Rouillon found that women who never wore bras had nipples on average seven millimeters higher in relation to their shoulders each year than regular bra users.

In an interview with France Info, a 28-year old female called Capucine says she swears by Rouillon's findings.

Capucine, who was one of the volunteers in Rouillon's study, said:

"There are multiple benefits (to being without a bra): I breathe more easily, I carry myself better, and I have less back pain."


Rouillon warns that some women should not throw their bras away immediately. For example, older women (45 years or more) would derive no benefit from throwing away their bra. In an interview with Reuters, he said "But a middle-aged woman, overweight, with 2.4 children? I'm not at all sure she'd benefit from abandoning bras."
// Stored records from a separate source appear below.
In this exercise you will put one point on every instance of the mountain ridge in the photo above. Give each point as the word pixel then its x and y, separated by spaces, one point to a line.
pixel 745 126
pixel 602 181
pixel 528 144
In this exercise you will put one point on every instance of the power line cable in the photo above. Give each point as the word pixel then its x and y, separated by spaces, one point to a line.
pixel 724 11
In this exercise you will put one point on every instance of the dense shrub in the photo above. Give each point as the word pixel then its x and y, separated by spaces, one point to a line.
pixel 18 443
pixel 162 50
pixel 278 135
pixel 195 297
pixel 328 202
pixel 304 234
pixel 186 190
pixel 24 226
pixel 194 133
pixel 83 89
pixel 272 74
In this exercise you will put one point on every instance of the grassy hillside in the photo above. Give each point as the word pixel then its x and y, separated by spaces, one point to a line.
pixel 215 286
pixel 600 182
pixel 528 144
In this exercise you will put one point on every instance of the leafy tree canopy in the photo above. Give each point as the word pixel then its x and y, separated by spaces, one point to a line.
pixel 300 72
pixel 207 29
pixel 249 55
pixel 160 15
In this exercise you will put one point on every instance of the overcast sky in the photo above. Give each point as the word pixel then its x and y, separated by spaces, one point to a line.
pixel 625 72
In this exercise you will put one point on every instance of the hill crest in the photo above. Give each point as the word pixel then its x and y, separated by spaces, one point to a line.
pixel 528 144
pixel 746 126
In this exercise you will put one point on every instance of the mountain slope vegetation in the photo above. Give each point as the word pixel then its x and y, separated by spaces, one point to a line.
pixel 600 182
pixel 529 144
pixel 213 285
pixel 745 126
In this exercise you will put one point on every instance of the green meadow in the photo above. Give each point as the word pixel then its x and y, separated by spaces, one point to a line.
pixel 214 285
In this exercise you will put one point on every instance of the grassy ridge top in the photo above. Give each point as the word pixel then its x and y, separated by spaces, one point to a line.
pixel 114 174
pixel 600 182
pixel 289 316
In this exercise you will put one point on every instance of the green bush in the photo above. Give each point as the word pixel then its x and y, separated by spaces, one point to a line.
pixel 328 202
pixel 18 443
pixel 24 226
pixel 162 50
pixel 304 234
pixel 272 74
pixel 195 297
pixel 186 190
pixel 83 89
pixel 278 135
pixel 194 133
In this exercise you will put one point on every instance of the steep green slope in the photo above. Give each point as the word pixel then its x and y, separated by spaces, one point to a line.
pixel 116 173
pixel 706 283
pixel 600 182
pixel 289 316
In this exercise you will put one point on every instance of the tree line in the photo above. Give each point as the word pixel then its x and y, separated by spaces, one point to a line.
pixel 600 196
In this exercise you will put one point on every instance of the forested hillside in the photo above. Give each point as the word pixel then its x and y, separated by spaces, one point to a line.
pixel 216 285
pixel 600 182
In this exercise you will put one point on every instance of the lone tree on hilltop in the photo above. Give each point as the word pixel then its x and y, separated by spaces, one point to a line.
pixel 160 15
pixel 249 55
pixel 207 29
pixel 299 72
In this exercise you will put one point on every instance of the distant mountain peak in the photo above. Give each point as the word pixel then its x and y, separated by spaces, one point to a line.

In an interview with The Local, an English-written newspaper in France, Rouillon stressed "These are preliminary results. The small sample of 320 young women is not representative of the entire population - that would require something like 300,000 subjects."

The study did confirm that, according to preliminary data, when young women stop wearing a bra:
  • There is no deterioration in the orientation of their breasts
  • There is widespread improvement in the orientation of their breasts
A previous study by the University of Portsmouth, England, revealed that some women are damaging their breasts because they are wearing the wrong bra size.

Rouillon acknowledged that women wear a bra for a number of reasons, apart from hoping to conserve the shape of their breasts and to prevent sagging. Some find them more comfortable, especially those who live far from the equator during wintertime.

In order for these "preliminary results" to become "definitive", Rouillon says he needs to recruit a much larger sample of women, and to conduct further research on the subject.

John Dixey, former CEO of bra-maker Playtex, explained in a Channel 4 (British TV channel) interview "We have no evidence that wearing a bra could prevent sagging, because the breast itself is not muscle, so keeping it toned up is an impossibility.... There's no permanent effect on the breast from wearing a particular bra. The bra will give you the shape the bra's been designed to give while you're wearing it."